Bij de vaststelling van de hoogte van het aan eiser te vergoeden bedrag heeft de rechtbank in aanmerking genomen dat het hier gaat om een zaken van licht gewicht (wegingsfactor 0,25), een door een beroepsmatig rechtsbijstandverlener ingediend beroepschrift (1 punt) en een waarde per punt van € 472. De te vergoeden kosten van rechtsbijstand bedragen derhalve € 118.
11.
Ten overvloede wijst de rechtbank erop dat het door eiser betaalde griffierecht ten bedrage van € 156 ingevolge artikel 8:41, vierde lid, van de Awb door verweerder aan eiser moet worden vergoed.

Beslissing

De rechtbank veroordeelt verweerder in de proceskosten van eiser tot een bedrag van
€ 118, welke kosten verweerder aan eiser dient te vergoeden.
Deze uitspraak is gedaan door mr.

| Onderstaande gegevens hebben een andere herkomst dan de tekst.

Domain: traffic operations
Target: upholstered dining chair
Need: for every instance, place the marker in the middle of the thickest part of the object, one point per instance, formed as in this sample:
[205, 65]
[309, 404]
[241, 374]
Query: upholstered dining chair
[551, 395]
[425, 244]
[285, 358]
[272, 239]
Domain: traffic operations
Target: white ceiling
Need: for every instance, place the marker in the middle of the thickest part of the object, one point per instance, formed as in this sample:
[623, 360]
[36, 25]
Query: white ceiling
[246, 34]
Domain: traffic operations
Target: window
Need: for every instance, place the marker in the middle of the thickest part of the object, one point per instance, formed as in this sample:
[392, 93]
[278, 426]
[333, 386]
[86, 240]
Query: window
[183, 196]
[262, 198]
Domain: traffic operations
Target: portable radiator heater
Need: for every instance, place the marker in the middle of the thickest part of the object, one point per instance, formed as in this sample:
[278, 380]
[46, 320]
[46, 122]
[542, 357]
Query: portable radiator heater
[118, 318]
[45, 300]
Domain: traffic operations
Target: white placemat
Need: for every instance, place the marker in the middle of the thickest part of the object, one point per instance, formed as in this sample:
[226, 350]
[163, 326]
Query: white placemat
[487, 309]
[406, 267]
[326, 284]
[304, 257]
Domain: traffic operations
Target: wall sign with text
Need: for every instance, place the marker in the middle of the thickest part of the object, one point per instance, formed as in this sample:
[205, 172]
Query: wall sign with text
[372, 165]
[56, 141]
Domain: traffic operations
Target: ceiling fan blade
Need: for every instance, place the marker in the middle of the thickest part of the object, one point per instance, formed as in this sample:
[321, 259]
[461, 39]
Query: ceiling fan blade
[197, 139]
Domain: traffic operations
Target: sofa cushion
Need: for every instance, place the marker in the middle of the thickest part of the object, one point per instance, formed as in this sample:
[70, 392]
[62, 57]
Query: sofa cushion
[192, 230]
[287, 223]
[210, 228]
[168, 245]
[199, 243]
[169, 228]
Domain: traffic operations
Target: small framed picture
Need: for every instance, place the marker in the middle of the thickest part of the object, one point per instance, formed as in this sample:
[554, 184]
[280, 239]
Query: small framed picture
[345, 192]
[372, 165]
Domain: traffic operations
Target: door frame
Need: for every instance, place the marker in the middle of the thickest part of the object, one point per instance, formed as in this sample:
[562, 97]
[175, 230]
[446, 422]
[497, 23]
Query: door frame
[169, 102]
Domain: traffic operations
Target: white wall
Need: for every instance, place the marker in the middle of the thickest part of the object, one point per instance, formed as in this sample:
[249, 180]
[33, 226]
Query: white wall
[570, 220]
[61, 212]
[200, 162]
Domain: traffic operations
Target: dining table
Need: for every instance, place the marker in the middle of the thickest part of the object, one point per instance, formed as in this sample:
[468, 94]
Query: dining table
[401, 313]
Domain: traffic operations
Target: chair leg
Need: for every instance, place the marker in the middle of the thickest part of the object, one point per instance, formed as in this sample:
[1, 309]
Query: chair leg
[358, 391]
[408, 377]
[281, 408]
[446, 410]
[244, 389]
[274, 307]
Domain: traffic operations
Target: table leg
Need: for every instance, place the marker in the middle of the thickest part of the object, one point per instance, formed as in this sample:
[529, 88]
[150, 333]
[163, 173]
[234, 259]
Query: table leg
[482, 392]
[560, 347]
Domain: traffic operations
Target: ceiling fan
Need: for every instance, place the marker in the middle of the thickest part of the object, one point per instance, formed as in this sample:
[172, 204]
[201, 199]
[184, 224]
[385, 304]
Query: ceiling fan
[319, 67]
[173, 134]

G.P. Kleijn, rechter, in aanwezigheid van
F.J. Leegstraten, griffier. De beslissing is in het openbaar uitgesproken op 7 februari 2013.
griffier rechter
Afschrift verzonden aan partijen op:

Rechtsmiddel

Tegen deze uitspraak kan binnen zes weken na de datum van verzending verzet worden gedaan bij de rechtbank (artikel 8:55 van de Awb). De indiener van het verzetschrift kan daarbij vragen in de gelegenheid te worden gesteld over het verzet te worden gehoord.